Burgundy wine (French: Bourgogne or Vin de Bourgogne) is wine made in the Burgundy region in eastern France, in the valleys and slopes west of the Saône River, a tributary of the Rhône. The most famous wines produced here – those commonly referred to as “Burgundies” – are red wines made from Pinot Noir grapes or white wines made from Chardonnay grapes. Red and white wines are also made from other grape varieties, such as Gamay and Aligoté respectively. Small amounts of rosé and sparkling wine are also produced in the region. Chardonnay-dominated Chablis and Gamay-dominated Beaujolais are formally part of the Burgundy wine region, but wines from those subregions are usually referred to by their own names rather than as “Burgundy wines”.

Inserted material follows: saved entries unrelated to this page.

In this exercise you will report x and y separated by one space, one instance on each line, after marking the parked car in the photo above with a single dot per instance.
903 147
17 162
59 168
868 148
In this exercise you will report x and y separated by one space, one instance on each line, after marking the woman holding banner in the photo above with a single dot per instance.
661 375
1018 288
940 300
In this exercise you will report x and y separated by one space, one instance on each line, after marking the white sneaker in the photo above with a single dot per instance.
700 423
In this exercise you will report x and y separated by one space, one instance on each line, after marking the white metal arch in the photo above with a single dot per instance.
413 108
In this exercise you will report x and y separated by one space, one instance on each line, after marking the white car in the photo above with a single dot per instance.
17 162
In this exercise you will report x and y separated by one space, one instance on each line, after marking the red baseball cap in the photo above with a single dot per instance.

Burgundy has a higher number of appellations d’origine contrôlée (AOCs) than any other French region, and is often seen as the most terroir-conscious of the French wine regions. The various Burgundy AOCs are classified from carefully delineated Grand Cru vineyards down to more non-specific regional appellations. The practice of delineating vineyards by their terroir in Burgundy goes back to medieval times, when various monasteries played a key role in developing the Burgundy wine industry.
The bottle in question was expected to raise between $56,000 and $78,000, but Christie’s managed to sell it for a staggering $123,919 to a private collector from the U.S. The value of this Romanée-Conti wine is especially great because it marked the end of one of the Most Expensive Burgundy Wine horrible wars ever – World War II.